O escravo do capitão
Na noite de 2 de julho de 1863, o capitão Derrick Elliott, de Winchester, Virgínia, foi gravemente ferido ao dirigir uma carga de cavalaria contra uma posição dos ianques em Gettysburg. Seus comandados tiveram que bater em retirada, sob fogo de artilharia, e mal conseguiram se reagrupar atrás das linhas confederadas, onde seus escravos os aguardavam. Atendido por um cirurgião de campanha, este logo mandou chamar o capelão.
- Não havia muito o que eu pudesse fazer, só ministrei algo para diminuir a dor - declarou o esculápio ao sair da barraca usada para cirurgias, limpando as mãos no avental manchado de sangue. - O capitão não estará mais conosco em poucas horas.
O capelão chegou pouco depois e sentou-se ao lado do moribundo, para tomar sua confissão. Em seguida, Moses, escravo pessoal de Elliott, foi chamado para receber as últimas instruções do seu amo. O pobre negro saiu da barraca com o rosto contraído de pesar; eu o vira muitas vezes acompanhando Elliott em seus deslocamentos com o 26º Regimento da Carolina do Norte, e registrara várias manifestações da sua lealdade. Todavia, ao entrar sob a lona que cheirava à éter e sangue, e sentar-me à cabeceira do capitão para despedir-me dele, não pude disfarçar minhas dúvidas.
- Capitão, como seu subordinado, devo lhe perguntar quais foram suas ordens finais para o negro Moses... imagino que mandou-o retornar à sua fazenda, na Virgínia, levar seus pertences?
Elliott, face lívida, encarou-me com os olhos azuis bem abertos, como se estivesse surpreso.
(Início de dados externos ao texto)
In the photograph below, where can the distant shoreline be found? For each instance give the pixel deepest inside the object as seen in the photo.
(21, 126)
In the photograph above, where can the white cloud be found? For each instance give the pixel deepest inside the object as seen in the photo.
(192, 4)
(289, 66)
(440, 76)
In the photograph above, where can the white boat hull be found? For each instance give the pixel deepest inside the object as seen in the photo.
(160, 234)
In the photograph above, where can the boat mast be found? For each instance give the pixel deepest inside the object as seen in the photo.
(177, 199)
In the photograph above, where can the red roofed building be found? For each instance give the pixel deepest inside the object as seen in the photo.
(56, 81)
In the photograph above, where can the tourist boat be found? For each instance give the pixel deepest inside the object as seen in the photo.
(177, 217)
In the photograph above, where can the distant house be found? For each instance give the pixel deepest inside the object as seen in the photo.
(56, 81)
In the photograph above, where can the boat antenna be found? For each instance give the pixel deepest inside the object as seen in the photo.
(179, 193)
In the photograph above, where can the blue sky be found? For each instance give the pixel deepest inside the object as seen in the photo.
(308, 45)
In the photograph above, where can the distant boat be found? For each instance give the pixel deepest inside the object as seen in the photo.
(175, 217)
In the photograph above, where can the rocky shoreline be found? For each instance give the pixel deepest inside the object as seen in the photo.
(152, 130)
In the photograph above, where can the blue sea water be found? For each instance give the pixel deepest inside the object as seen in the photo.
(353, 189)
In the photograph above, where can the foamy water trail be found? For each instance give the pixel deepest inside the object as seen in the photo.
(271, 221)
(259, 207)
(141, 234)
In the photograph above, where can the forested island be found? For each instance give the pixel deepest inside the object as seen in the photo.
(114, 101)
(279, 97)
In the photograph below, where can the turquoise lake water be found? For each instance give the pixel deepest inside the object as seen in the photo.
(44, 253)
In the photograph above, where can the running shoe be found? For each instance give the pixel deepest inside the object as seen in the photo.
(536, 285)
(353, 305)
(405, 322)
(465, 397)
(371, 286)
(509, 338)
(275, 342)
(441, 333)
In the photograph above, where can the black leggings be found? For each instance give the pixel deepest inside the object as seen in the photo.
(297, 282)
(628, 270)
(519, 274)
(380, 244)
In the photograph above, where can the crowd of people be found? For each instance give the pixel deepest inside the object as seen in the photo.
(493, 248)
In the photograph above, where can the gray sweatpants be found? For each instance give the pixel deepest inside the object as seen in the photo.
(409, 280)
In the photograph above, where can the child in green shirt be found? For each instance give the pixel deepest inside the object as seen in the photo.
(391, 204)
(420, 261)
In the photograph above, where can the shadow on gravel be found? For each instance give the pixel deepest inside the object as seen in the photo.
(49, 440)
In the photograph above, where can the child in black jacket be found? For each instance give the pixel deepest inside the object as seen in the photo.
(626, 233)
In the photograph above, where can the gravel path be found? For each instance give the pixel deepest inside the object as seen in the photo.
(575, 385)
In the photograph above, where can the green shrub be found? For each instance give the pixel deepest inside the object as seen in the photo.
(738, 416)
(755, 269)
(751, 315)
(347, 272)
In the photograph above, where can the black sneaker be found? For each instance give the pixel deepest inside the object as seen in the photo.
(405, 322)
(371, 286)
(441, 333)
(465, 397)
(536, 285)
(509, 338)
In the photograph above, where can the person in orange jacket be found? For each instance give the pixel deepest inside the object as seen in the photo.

- O que esperava que eu fizesse, Lloyd? - Sussurrou entredentes. - Moses é meu criado de confiança, me acompanhava antes mesmo de eu entrar para o exército... não posso destacar um único soldado confederado para esta missão, e creio que deposito mais confiança em Moses, que conhece minha família, do que num desconhecido...
- Mas capitão... o momento atual é delicado - ponderei. - A União declarou libertos os escravos nos estados confederados... confiamos nos negros enquanto podemos manter um olho neles, mas o que dizer de um que viaja por sua conta, e carregando os bens do seu amo? Quem poderá dizer que ele não irá fugir para o Norte, juntar-se ao exército ianque?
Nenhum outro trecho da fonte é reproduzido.